By Zhao Huanxin (China Daily)
Updated: 2006-11-29 06:33

Newsrooms changing

William Dean Singleton, chief executive of MediaNews Group, one of the largest newspaper companies in the United States, said the print industry was not declining but changing.

"We have to be much more judicious in how we gather news," he told Forbes magazine in a recent interview.

"Most newsrooms have fewer people than they did five years ago, and they'll continue to have fewer."

Changes are taking place in China's newsrooms, too.

Zhang Yanping, head of Beijing Youth Daily, said that compared with the Internet, whose storage capacity for information is virtually infinite, newspapers compose a medium with limited space.

To brave the challenges, publishers will then have to choose the most valuable information to meet the needs of the readers.
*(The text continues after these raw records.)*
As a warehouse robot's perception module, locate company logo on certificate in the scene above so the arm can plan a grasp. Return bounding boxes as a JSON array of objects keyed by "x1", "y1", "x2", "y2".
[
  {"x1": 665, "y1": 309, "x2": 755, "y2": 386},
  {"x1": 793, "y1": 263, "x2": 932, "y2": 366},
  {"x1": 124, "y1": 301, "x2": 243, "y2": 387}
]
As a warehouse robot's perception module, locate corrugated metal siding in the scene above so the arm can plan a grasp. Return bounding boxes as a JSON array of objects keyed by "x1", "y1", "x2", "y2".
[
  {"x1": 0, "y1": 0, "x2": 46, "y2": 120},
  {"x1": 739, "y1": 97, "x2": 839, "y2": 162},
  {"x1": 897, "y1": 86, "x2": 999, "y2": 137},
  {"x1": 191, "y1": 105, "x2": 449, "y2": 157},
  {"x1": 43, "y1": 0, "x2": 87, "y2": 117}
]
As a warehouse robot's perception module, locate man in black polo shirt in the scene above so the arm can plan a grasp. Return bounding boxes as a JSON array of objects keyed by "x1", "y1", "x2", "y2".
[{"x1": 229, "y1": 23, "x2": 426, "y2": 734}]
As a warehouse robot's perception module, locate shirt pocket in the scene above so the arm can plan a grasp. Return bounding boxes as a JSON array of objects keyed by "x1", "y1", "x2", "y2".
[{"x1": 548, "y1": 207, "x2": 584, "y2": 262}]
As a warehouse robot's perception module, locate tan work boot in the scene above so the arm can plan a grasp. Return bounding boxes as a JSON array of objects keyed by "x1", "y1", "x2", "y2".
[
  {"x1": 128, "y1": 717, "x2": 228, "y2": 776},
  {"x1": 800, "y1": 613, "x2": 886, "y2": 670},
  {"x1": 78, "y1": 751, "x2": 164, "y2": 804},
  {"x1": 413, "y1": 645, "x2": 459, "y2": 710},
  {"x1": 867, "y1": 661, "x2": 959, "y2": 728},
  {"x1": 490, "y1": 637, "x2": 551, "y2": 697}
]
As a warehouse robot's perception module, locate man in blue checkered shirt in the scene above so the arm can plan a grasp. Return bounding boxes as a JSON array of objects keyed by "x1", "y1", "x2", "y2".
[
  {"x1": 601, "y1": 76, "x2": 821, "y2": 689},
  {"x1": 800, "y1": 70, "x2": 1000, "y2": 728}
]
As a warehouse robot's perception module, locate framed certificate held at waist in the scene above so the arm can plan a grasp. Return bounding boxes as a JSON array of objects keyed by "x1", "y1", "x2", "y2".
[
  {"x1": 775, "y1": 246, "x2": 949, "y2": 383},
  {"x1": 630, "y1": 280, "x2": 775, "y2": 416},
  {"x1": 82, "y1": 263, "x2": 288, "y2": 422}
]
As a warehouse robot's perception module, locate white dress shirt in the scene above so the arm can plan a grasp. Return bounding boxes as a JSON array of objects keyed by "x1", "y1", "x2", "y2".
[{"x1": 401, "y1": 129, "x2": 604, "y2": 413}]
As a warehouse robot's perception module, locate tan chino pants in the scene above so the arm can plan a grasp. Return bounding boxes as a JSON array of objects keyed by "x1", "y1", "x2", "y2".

Peng Lan, author of "The First Decade of Internet Media in China," said on Monday that TV and radio programmes in China have increasingly improved their timeliness in reporting under the pressure from Internet media.

Many print outlets have adopted forms such as "background links," which are popular in the Internet medium, she said.

More directly, traditional media are using the Internet to help identify what the public wants.

One example is a recent newspaper report on the "most beautiful women journalists." The website www.dahe.cn, run by Henan Newspaper Group in Central China, first covered the story of Cao Aiwen, a reporter with the Henan Television Station, who stopped an interview on July 10 to help save the life of a 13-year-old girl who had fallen into a river.

The story was picked up later by local and national newspapers. Some netizens proposed awarding Cao the title of "most beautiful woman journalist" an idea published in mainstream newspapers.

"This case has great significance in the study of mass communications," said Dong Lin, a www.dahe.cn executive.

Ye Shuimao, deputy chief of Zhong'an Online (China Anhui Online), the biggest portal in East China's Anhui Province, said more and more "marriages" between newspapers and commercial dotcoms has been taking place in China in recent years.

Zhong'an Online is an integration of China Anhui web with the Anhui Daily Press Group, and similar "win-win" partnerships have been forged in Central China's Hunan Province and South China's Guangxi Zhuang Autonomous Region, Ye said.

Except those run by newspapers, commercial websites in China are not entitled to conduct interviews as news organizations do, according to relevant State regulations.

That may have explained why Chen Tong, editor-in-chief of Sina.com, said he believed there was more co-operation than competition between Internet and traditional media.

If he's right, that means the 800-pound gorilla and traditional media will cross-breed and grow into an even larger hybrid.